Bella is a social scientist (trained as an anthropologist/sociologist) conducting research into palliative care, using qualitative and mixed methods methodologies. Her main research interest is spiritual care and spiritual wellbeing, particularly from an international and intranational diversity perspective, and with linguistic and discourse analysis understandings, especially the use of metaphor (she studied Spanish as a minor subject as an undergraduate, and taught English as a foreign language for five years prior to beginning postgraduate study). Bella also has interests and research involvement and experience in the use of sedation in palliative care, prognosis of end of life, quality of life, and measure development.

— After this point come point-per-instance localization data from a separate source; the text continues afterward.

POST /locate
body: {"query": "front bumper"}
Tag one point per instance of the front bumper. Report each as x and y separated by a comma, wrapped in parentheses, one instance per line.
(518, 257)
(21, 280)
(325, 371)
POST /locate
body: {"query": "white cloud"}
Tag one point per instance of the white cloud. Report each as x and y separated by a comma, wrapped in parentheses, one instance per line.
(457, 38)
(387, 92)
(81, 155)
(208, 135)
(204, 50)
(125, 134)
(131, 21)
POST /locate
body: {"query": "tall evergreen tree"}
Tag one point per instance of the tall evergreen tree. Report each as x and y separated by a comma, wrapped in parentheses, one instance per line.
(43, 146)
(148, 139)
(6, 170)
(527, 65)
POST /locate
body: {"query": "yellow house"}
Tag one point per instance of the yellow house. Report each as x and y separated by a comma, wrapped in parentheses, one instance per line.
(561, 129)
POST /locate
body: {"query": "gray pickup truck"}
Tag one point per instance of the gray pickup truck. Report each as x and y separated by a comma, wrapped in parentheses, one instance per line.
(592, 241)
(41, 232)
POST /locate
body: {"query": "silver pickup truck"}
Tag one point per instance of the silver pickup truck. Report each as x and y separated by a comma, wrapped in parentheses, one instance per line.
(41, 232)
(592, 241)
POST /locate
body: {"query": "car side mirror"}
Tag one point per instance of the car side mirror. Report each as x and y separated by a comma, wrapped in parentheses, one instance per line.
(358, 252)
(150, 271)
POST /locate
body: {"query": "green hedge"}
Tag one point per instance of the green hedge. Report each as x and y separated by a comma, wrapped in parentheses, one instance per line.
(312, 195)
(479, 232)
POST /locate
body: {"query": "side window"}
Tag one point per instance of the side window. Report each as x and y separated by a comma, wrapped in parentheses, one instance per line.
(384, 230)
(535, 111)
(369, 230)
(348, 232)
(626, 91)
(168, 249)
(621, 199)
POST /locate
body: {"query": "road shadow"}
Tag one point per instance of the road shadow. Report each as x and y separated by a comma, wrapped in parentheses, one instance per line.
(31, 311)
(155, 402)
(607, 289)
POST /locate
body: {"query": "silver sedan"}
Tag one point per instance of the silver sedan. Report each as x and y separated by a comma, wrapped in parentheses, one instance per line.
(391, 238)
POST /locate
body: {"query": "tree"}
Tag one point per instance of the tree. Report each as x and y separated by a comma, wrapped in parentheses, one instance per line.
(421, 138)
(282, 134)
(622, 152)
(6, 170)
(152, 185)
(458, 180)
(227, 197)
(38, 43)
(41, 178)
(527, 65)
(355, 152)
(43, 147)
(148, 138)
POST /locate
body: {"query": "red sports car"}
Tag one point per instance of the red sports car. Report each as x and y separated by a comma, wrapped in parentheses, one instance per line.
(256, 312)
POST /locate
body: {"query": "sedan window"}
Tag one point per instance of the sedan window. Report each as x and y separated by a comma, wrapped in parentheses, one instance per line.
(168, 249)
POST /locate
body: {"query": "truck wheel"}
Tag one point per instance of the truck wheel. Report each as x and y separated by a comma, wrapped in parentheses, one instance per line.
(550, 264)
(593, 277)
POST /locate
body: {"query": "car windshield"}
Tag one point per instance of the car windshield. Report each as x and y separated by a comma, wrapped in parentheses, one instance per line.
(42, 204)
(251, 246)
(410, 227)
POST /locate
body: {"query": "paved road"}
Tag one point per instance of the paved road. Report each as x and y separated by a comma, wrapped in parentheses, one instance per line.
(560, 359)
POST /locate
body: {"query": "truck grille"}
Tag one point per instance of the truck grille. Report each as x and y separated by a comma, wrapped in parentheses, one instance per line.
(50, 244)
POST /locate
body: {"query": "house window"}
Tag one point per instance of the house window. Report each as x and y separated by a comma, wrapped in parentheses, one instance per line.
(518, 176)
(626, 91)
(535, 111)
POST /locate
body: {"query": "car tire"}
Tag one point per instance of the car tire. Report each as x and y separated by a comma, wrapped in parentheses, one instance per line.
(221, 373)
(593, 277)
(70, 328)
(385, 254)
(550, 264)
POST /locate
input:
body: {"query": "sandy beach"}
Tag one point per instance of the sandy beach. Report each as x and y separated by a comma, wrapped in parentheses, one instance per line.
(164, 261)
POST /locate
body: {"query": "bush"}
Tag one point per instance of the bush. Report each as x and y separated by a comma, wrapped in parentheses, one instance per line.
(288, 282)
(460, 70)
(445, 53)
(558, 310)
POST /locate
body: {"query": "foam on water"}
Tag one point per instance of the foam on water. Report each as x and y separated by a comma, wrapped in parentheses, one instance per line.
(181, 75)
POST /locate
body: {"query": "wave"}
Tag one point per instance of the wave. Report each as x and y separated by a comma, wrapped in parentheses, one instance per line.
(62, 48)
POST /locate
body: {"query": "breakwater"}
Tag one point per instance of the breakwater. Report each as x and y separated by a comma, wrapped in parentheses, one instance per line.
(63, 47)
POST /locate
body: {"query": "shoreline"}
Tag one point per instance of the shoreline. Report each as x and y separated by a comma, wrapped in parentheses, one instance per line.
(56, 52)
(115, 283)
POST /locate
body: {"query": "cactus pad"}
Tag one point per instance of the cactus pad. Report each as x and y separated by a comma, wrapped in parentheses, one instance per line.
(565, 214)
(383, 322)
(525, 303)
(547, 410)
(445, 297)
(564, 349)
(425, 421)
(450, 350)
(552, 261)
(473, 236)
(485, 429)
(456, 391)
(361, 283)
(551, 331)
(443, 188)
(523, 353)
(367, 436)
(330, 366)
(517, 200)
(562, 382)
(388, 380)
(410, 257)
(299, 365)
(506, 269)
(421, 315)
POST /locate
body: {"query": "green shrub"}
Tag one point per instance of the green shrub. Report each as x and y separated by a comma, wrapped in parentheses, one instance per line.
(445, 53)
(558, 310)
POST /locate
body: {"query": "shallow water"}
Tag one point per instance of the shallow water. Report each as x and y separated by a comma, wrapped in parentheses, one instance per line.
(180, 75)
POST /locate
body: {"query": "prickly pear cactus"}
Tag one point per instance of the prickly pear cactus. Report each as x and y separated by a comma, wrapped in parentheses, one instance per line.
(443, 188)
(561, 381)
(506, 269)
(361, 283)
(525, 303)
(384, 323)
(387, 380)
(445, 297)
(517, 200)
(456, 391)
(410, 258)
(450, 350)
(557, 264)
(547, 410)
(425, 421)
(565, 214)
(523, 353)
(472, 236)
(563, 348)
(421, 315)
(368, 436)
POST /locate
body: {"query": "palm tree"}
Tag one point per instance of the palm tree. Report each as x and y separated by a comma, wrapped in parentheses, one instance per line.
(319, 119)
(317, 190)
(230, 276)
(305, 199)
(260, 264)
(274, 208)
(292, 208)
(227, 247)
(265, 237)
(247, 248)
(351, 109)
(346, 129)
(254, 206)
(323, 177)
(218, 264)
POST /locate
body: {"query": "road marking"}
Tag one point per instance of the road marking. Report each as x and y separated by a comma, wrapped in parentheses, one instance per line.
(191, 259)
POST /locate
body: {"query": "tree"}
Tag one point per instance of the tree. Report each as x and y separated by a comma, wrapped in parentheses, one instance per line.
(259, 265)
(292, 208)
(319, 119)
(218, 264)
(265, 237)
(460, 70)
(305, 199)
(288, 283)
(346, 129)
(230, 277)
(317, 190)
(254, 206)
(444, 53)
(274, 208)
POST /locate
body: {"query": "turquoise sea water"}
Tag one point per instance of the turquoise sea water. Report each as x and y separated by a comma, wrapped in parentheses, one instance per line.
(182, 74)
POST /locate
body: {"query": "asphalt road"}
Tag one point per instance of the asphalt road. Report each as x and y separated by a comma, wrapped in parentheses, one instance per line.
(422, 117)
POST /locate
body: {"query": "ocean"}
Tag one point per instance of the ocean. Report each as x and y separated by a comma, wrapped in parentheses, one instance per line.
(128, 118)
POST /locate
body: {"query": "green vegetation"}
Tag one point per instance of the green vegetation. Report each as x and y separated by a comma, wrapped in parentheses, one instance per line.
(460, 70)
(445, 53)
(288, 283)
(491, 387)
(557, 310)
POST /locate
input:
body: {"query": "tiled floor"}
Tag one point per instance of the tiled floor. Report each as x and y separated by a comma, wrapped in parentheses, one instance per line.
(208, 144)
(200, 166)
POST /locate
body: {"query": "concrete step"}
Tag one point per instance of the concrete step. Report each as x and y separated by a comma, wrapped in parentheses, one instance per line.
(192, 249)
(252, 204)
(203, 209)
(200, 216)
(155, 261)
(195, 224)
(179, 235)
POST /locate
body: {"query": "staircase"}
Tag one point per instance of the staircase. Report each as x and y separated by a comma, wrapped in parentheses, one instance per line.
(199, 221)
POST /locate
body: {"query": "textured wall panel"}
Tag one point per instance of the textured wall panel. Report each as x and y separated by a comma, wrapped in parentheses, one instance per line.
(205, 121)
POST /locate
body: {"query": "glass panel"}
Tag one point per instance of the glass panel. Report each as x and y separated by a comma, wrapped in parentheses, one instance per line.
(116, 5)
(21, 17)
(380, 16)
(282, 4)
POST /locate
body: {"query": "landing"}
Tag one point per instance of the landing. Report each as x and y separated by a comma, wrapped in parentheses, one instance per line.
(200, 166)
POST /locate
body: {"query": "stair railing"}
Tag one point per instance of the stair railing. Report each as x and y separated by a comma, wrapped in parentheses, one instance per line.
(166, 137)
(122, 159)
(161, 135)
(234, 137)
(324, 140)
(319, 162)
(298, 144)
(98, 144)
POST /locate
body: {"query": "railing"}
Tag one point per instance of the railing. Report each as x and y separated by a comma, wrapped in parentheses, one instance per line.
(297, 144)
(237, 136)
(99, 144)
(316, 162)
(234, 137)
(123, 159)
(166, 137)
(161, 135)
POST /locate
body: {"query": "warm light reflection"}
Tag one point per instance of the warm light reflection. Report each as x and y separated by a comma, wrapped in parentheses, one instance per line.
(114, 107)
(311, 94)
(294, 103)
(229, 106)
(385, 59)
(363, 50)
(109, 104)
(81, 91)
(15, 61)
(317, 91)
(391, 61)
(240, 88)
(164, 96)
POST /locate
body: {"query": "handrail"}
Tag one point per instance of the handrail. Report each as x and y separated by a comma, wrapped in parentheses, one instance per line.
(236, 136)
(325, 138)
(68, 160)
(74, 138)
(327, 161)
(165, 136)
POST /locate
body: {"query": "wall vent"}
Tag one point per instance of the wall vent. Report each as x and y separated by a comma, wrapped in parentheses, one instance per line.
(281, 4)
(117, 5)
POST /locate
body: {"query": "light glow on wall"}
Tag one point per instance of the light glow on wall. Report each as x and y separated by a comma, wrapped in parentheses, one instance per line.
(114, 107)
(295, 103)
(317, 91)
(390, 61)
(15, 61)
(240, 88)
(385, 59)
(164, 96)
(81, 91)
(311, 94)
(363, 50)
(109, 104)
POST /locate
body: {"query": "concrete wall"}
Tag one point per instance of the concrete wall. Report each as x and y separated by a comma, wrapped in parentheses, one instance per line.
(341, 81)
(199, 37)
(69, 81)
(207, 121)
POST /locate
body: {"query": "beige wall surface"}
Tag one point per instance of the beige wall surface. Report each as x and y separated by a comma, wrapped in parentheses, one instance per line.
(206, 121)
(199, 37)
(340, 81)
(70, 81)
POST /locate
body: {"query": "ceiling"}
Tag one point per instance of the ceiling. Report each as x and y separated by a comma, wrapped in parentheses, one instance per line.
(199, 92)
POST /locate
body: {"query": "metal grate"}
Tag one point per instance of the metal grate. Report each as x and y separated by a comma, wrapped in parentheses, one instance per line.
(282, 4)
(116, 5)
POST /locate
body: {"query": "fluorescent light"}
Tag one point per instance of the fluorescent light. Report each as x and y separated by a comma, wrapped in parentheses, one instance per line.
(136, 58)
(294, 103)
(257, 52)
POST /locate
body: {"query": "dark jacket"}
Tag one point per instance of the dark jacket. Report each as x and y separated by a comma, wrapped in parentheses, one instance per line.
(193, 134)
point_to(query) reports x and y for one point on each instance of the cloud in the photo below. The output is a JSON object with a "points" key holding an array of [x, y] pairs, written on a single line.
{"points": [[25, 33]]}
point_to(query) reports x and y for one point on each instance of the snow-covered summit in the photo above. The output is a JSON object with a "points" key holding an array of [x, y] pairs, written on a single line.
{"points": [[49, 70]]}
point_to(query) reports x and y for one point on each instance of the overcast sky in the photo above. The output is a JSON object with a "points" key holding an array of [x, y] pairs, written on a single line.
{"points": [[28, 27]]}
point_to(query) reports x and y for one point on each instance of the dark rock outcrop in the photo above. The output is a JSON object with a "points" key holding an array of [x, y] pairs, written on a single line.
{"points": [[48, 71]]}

Bella has previously conducted research into areas such as the experiences of people living with advanced multiple sclerosis, women's experiences of conducting art when living with chronic illness, and women's experiences of decision-making around palliative chemotherapy.

Teaching:

Bella is currently supervising two first year doctoral students, one exploring spiritual care and the use of the EORTC QLQ-SWB32 measure of spiritual wellbeing with palliative care patients from minority ethnic communities in London, the other conducting work to develop a core outcome set for research into accuracy of end-of-life prognoses for palliative care patients, staff and researchers.